Glad to hear that you're getting back into your training.  As for the videos, Larry Tatum has a great set.  If you go to his site, he also puts out short clips of techniques.  Go to his site and look where it says Tip of The Week.

Mike


----------



## Hand Sword (Mar 20, 2006)

I would strongly agree! Grand Master Tatum has the speed, power, and precision in his techniques. Exactly the way, in my opinion, Kenpo should look. He also has the quality of being able to explain the info, so you can grasp it fully.


----------



## 56Chevyguy (Apr 2, 2006)

Sam,
I'm just curious...what was the other system you were studying after leaving kenpo?
jb


----------



## stickarts (Apr 2, 2006)

56Chevyguy said:
			
		

> Sam,
> I'm just curious...what was the other system you were studying after leaving kenpo?
> jb


 
I am also curious about what made you decide to come back!


----------



## tshadowchaser (Apr 2, 2006)

Im always happy to here about someone who returns to ther original art.
Keep us informed on how your studies go


----------



## thetruth (Apr 3, 2006)

56Chevyguy said:
			
		

> Sam,
> I'm just curious...what was the other system you were studying after leaving kenpo?
> jb



I went off to study Ryukyu Kempo.  I learnt some good stuff but due to issues with the way my instructor behaved and taught I decided enough was enough.  
Cheers
Sam


----------



## thetruth (Apr 3, 2006)

stickarts said:
			
		

> I am also curious about what made you decide to come back!

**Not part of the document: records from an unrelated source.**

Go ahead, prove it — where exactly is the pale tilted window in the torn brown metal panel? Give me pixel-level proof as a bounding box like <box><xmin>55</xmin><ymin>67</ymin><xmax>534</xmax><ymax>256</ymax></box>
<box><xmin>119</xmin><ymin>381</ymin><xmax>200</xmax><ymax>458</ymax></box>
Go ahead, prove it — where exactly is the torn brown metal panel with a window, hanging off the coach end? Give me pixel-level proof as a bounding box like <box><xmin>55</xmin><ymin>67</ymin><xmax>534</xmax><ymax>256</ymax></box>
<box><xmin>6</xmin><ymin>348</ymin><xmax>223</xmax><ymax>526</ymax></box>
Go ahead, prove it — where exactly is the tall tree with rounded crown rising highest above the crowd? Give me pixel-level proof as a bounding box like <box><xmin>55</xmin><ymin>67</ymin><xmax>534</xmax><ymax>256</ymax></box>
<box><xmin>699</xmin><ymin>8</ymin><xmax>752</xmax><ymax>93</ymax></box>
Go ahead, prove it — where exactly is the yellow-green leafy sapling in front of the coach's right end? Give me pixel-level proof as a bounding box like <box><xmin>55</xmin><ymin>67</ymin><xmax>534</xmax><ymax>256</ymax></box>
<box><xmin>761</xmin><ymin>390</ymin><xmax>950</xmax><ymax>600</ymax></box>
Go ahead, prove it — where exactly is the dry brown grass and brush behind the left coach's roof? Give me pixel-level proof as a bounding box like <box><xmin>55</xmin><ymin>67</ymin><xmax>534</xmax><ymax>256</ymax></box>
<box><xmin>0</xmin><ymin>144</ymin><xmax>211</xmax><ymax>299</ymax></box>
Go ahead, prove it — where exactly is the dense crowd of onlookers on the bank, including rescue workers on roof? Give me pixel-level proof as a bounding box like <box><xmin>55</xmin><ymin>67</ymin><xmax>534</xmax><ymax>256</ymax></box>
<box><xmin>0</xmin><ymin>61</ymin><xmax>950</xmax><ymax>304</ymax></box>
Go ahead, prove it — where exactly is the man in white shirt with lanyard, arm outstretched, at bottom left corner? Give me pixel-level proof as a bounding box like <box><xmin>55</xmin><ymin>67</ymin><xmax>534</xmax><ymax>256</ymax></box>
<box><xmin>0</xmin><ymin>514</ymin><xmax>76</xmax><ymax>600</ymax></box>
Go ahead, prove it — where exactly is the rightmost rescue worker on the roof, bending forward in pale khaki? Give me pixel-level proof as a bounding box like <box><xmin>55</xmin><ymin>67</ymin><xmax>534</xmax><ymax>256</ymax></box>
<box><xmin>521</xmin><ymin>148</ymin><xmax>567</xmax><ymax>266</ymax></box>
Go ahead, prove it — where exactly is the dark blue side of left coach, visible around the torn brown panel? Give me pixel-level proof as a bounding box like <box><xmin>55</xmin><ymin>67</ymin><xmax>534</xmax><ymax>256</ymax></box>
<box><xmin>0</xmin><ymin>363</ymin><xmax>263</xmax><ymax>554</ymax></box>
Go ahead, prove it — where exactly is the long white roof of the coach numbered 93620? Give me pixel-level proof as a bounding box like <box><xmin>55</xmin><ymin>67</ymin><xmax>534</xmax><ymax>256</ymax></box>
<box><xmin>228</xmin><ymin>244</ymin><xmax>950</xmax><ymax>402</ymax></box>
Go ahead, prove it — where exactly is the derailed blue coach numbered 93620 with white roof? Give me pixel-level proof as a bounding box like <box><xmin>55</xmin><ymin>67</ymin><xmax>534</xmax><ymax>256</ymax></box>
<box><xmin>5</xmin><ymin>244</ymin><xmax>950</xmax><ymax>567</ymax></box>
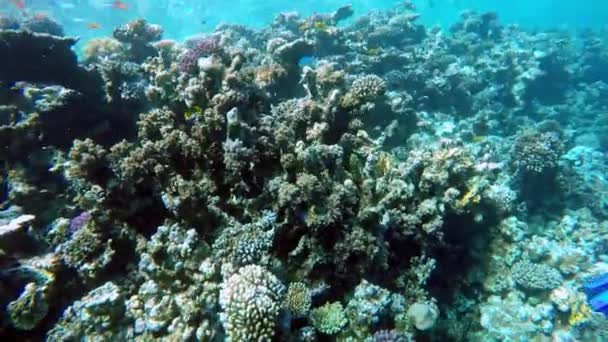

I took about  a year off and trained for triathlons (which I still do).  I needed to clear my head as my experience at my last school really soured my view of the martial arts in general.  I just needed time.  I learnt some good stuff but the most important lesson was IF IT SOUNDS TOO GOOD TO BE TRUE, IT MOST LIKELY IS TOO GOOD TO BE TRUE.

Cheers
Sam


----------



## stickarts (Apr 3, 2006)

thetruth said:
			
		

> I took about a year off and trained for triathlons (which I still do). I needed to clear my head as my experience at my last school really soured my view of the martial arts in general. I just needed time. I learnt some good stuff but the most important lesson was IF IT SOUNDS TOO GOOD TO BE TRUE, IT MOST LIKELY IS TOO GOOD TO BE TRUE.
> 
> Cheers
> Sam


 

I hope your return brings a better experience for you! The right school can make all of the difference just as a wrong one can really drag you down.


----------



## Rick Wade (Apr 3, 2006)

Go to Yahoo click on Video
then type in American Kenpo 
and let your Eyes amaze you.  However be aware ther is some Kenpo comedy out there as well.

V/R

Rick


----------



## 56Chevyguy (Apr 3, 2006)

I left martial arts completely for a few years. I got into running and did a lot of 10Ks, half-marathons, and full marathons. But I missed the MA training so got back into it. As far as doing arts other than kenpo? I figure that ANYTHING we do adds to our knowledge base. At least I know that if necessary I might be able to outrun the badguys! 




			
				thetruth said:
			
		

> I took about a year off and trained for triathlons (which I still do). I needed to clear my head as my experience at my last school really soured my view of the martial arts in general. I just needed time. I learnt some good stuff but the most important lesson was IF IT SOUNDS TOO GOOD TO BE TRUE, IT MOST LIKELY IS TOO GOOD TO BE TRUE.
> 
> Cheers
> Sam


----------